Fed Interest Rate Forecast
Based on data from CME’s FedWatch Tool, market analysts give the Fed a 64% chance of cutting interest rates by 25 basis points by June.
Achievements and failures by sector
Among major sectors, telecommunications, energy and technology were the best performers this quarter, while the real estate sector suffered losses. The distribution of these indicators reflects the changing priorities and interests of investors in the market.
Expanding investment horizons
According to Anthony Saglimbene, chief market strategist at Ameriprise, the observed trends suggest that investors are beginning to explore opportunities outside the dominance of the tech giants as they anticipate interest rate cuts later this year.
Focus on winners in the AI era
Investors are also cautiously optimistic about which companies will benefit most from the increased use of artificial intelligence, and are adapting their investment strategies to future technology trends.
AI boom is attracting attention
Nvidia continues to lead the AI push, but interest in the technology has also spread to other chipmakers such as Super Micro Computer and Arm Holdings.

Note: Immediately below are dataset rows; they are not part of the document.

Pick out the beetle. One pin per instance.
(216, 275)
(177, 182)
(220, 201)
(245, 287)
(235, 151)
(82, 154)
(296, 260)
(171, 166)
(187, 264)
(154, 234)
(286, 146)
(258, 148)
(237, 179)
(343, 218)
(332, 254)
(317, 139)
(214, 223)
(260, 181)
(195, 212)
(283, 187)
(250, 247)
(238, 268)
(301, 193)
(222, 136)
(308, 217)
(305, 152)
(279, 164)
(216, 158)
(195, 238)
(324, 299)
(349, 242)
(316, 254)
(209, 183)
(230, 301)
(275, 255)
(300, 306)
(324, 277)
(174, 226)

Another player in the space, Astera Labs, impressed the market by driving its stock price to double its initial public offering price in just one week.
Focused on healthcare
Shares in Walgreens Boots soared after its quarterly earnings report, where the company said the value of its investment in medical clinic operator VillageMD had declined by 3.19%.
Strategic moves in retail
Home Depot shares fell slightly after the company announced the $18.25 billion acquisition of building materials supplier SRS Distribution, the largest acquisition in the company’s history. The move highlights the retailer’s strategic efforts to expand its presence in the market.